Si un chercheur exige un paiement comme condition de la participation à la recherche, il s’agit d’une forme différente, plus directe, de financement de la recherche par les participants. Ce modèle de financement soulève des questions d’éthique concernant les critères d’inclusion et d’exclusion. Il présente de nouveaux problèmes d’éthique ou accroît les risques existants, créant des défis particuliers à relever face à l’obligation de traiter les personnes de façon juste et équitable – obligation découlant du principe directeur de la justice. Selon ce principe, on ne peut exclure injustement nulle personne ni nul groupe ou communauté des bénéfices potentiels de la participation à un projet de recherche. Par ailleurs, les critères d’inclusion dans un projet de recherche doivent être pertinents en vue de répondre à la question de recherche (chapitre 4). L’exclusion de la recherche fondée uniquement sur l’incapacité ou le refus de contribuer financièrement au projet contreviendrait au principe de la justice.

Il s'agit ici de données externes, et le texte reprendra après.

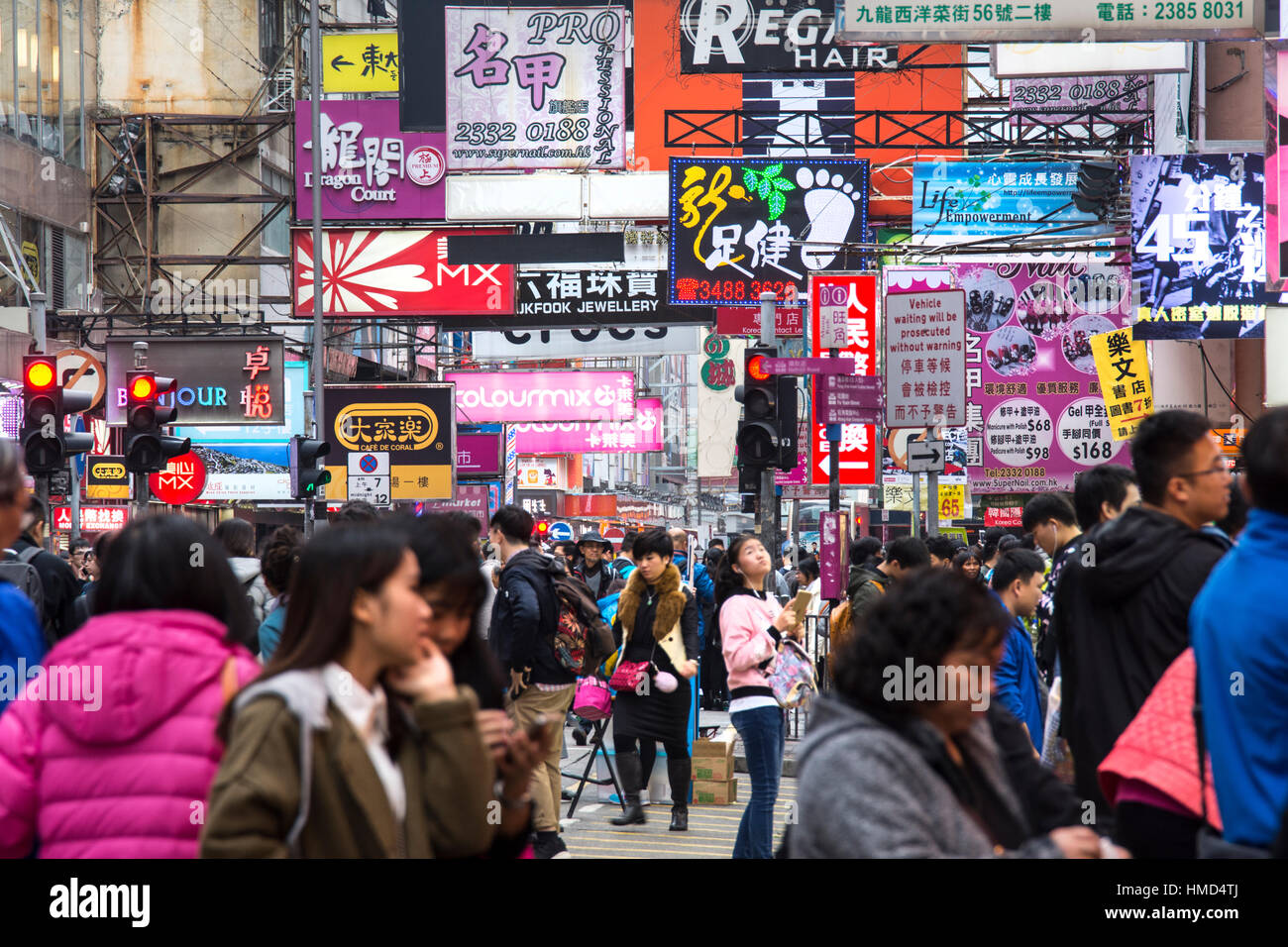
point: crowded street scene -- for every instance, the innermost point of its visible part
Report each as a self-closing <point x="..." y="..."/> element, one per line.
<point x="670" y="429"/>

Le fait de limiter l’accès à la recherche aux personnes disposées à payer peut mener à un traitement de faveur. L’admissibilité comme participant à une étude pourrait en être limitée par suite d’un parti pris dans le recrutement et la sélection. Les chercheurs pourraient se sentir poussés à inclure des participants disposés à payer alors qu’ils seraient inadmissibles selon les critères d’inclusion et d’exclusion de la recherche. Il y aurait alors un risque que les résultats de la recherche soient faussés et que la validité scientifique de la recherche soit limitée.

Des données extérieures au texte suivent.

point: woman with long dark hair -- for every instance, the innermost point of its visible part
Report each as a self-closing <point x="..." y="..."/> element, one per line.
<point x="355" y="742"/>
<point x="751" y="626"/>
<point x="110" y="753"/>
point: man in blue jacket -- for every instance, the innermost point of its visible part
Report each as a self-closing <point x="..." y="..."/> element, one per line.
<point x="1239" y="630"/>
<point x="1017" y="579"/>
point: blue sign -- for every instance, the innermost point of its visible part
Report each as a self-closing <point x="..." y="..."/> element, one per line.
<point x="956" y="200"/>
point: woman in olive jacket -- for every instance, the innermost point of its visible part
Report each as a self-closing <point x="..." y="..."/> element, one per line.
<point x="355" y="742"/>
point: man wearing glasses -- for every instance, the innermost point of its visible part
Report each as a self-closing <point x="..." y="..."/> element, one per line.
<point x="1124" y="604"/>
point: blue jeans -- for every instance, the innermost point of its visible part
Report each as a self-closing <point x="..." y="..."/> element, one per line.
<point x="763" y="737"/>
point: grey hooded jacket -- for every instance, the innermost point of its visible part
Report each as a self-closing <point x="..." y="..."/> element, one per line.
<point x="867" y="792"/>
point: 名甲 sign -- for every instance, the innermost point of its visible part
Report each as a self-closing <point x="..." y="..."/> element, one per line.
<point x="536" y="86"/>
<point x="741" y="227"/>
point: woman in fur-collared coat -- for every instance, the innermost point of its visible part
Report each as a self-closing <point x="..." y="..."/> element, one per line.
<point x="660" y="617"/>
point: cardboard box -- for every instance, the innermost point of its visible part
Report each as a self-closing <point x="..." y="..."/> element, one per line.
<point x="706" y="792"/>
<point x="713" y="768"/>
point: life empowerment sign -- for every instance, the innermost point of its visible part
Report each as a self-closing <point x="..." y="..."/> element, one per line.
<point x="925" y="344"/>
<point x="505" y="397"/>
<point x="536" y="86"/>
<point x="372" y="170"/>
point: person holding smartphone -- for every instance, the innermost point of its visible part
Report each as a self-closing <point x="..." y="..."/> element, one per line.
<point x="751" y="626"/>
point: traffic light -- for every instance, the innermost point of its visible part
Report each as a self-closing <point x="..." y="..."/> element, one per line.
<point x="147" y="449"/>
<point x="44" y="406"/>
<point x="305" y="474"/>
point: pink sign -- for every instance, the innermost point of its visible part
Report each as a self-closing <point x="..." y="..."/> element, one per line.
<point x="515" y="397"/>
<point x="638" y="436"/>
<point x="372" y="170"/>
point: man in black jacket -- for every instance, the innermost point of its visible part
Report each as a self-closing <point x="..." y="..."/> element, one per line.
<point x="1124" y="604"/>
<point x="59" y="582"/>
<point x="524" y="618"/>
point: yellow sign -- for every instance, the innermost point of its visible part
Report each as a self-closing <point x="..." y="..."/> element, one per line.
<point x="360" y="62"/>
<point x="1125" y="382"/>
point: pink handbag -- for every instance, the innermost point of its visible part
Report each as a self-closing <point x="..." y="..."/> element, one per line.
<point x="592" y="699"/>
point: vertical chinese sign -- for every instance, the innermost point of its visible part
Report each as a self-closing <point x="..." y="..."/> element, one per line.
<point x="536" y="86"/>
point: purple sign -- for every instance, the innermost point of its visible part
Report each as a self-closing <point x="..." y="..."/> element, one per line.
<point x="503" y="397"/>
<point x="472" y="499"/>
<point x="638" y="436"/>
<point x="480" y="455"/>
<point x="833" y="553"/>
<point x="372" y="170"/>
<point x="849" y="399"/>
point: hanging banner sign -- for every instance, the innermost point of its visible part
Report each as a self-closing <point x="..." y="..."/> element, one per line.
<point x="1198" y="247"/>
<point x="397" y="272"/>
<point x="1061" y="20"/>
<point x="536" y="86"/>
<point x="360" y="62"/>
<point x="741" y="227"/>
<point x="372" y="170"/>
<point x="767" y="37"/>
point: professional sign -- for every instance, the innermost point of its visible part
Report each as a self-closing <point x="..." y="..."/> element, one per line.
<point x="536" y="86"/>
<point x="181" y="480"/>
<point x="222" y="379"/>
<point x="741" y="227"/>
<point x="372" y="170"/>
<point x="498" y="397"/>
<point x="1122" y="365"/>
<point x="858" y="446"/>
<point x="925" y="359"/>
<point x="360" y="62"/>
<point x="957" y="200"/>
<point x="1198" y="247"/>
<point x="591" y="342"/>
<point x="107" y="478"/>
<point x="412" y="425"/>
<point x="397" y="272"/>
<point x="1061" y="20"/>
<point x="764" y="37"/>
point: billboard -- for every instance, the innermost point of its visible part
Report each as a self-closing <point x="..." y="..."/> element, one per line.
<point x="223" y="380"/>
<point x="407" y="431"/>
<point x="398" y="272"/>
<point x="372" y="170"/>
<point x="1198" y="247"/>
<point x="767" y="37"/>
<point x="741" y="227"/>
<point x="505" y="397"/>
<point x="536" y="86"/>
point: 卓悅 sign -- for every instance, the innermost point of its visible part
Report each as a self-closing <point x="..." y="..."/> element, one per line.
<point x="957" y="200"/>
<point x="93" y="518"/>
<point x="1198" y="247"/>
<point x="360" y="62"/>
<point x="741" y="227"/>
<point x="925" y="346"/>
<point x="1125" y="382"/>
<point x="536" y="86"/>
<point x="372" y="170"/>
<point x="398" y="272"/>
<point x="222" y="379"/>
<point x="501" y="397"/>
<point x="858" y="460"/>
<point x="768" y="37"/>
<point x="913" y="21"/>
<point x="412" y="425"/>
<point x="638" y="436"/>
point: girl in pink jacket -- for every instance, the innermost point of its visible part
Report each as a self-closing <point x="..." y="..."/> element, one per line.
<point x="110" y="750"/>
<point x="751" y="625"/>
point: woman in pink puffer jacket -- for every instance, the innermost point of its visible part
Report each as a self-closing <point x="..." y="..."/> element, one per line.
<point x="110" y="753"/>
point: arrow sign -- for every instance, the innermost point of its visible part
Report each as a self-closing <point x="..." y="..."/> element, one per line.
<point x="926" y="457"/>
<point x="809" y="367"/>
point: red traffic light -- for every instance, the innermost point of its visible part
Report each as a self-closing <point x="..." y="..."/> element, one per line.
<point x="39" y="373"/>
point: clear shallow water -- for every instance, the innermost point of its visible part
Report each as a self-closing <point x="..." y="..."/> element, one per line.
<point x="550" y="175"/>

Faire payer pour participer à une recherche peut aussi se traduire par des pressions indues incitant les participants à mettre à contribution leur capacité de recueillir des fonds, et les participants pourraient ressentir des pressions psychologiques et financières inutiles. La préoccupation pour le bien-être, autre principe directeur de l’EPTC 2, exige que les chercheurs et les CER protègent le bien-être des participants, y compris contre des répercussions sur les plans de la santé mentale et spirituelle et de la situation économique et sociale (chapitre 1, section B, Principes directeurs).

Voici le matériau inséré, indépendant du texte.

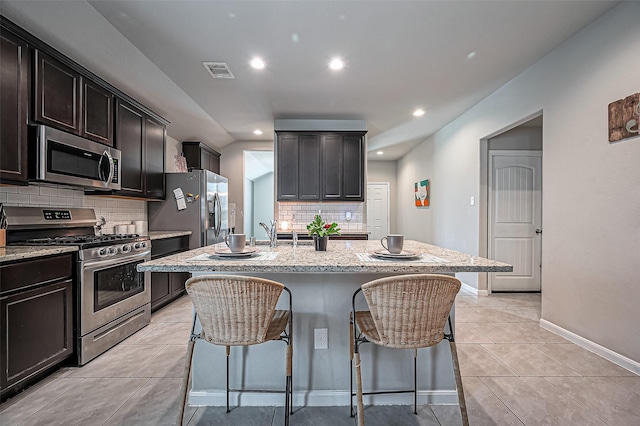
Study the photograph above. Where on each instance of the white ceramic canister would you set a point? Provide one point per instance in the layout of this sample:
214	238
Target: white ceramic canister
139	225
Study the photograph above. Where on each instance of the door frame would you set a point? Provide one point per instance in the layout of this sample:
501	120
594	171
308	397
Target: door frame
483	199
366	210
507	153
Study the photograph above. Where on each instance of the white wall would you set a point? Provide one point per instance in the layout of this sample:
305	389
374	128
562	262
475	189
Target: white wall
591	196
171	148
387	171
263	199
232	166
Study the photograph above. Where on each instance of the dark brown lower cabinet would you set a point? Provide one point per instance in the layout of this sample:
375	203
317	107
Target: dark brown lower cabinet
36	320
167	286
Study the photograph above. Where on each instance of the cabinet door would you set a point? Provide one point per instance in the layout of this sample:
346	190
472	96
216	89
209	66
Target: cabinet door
57	94
97	113
129	140
214	163
353	167
33	342
287	156
154	159
309	167
160	289
177	280
14	65
332	167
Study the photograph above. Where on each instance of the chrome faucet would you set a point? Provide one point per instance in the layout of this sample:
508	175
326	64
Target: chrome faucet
272	232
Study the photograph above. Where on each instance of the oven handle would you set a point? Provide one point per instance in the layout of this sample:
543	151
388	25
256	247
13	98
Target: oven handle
93	264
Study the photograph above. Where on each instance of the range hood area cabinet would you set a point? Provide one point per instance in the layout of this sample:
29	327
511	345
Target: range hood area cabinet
142	141
66	96
320	166
200	156
14	87
66	100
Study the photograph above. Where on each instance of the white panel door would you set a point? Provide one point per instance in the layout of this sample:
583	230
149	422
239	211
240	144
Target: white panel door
377	210
516	220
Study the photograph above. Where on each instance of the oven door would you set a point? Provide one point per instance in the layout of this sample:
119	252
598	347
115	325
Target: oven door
112	288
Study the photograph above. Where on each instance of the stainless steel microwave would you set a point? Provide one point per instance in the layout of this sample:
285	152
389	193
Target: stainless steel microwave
66	159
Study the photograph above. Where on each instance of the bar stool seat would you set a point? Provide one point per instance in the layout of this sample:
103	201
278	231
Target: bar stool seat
406	312
240	311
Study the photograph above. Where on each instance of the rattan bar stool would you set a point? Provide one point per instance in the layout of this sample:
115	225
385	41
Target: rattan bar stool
239	311
406	312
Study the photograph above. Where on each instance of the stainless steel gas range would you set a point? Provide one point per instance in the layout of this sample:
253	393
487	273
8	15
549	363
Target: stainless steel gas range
113	299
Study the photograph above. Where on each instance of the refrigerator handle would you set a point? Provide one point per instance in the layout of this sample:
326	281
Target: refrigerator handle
219	218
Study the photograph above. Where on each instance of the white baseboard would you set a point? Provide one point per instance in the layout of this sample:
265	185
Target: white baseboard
474	290
614	357
217	398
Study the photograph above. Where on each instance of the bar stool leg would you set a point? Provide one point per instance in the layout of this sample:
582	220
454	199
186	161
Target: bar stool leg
228	350
415	381
359	391
351	343
456	371
185	380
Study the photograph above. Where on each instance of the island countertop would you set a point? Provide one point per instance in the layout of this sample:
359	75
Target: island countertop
340	257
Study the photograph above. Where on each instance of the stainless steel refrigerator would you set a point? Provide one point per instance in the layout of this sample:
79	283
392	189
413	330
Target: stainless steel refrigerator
196	201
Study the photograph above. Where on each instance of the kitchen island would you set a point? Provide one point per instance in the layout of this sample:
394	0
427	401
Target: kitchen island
322	284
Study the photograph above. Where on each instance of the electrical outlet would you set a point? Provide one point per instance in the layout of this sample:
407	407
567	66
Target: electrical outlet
321	338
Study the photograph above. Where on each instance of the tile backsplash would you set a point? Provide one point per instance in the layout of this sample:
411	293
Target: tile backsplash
116	211
298	215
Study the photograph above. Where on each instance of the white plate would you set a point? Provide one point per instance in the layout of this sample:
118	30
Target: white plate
249	251
384	254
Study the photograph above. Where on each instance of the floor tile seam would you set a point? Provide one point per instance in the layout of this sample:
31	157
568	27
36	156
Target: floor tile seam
496	358
50	402
164	346
125	401
499	399
576	401
577	374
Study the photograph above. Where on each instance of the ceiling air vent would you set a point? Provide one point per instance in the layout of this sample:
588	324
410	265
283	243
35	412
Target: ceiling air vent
218	69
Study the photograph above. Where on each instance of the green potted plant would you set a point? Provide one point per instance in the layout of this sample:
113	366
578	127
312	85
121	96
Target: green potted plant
321	231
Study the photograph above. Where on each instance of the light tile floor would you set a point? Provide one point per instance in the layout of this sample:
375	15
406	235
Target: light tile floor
514	373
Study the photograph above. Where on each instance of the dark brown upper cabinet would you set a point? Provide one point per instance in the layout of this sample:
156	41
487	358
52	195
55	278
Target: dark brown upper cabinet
200	156
14	104
141	140
57	94
68	101
320	166
97	113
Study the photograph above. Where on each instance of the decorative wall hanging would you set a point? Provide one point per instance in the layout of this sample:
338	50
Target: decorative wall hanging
421	193
624	118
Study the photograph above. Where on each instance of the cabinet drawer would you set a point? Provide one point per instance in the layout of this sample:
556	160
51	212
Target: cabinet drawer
30	272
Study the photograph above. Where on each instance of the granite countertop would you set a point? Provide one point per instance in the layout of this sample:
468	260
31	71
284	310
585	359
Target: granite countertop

Le principe directeur du respect des personnes veut que les personnes participant à une recherche le fassent volontairement, avec une compréhension raisonnablement complète de l’objet de la recherche, de ses risques et de ses bénéfices potentiels (chapitre 3, Le processus de consentement). La prise en compte de ces questions revêt une importance particulière dans le modèle de financement où il faut payer pour participer. Ce modèle peut créer chez les participants des attentes irréalistes quant aux bénéfices directs qu’ils retireront de la recherche puisqu’ils l’ont payée, il incite à exagérer les bénéfices à prévoir de la recherche et il peut augmenter le risque que le projet de recherche soit à tort assimilé à un traitement (méprise thérapeutique – article 11.6). Il peut miner le caractère volontaire du consentement en créant une incitation indue à continuer de participer plutôt que se retirer, étant donné que le participant pourrait percevoir un retrait comme la perte de son investissement. Le tout s’opposerait au principe directeur du respect des personnes en réduisant le caractère volontaire du consentement continu.

En examinant un projet de recherche exigeant un paiement des participants, les CER ont pour devoir éthique de prendre en compte les risques supplémentaires engendrés par ce modèle de financement, à la lumière des enjeux évoqués ci-dessus. Comme dans toute évaluation de l’éthique, le niveau d’examen doit être proportionnel au niveau de risque auquel sont exposés les participants (article 2.9). Dans cet examen, il y aurait éventuellement lieu de prévoir un approfondissement de l’évaluation initiale ou de l’évaluation continue, des rapports plus fréquents au CER et une surveillance accrue (notes sur l’application de l’article 6.14). Aussi, «[e]n plus de se conformer aux principes et aux lignes directrices exposés dans la Politique, les chercheurs ont la responsabilité de vérifier et de respecter leurs obligations légales et réglementaires (chapitre 1, L’éthique de la recherche et le droit) ».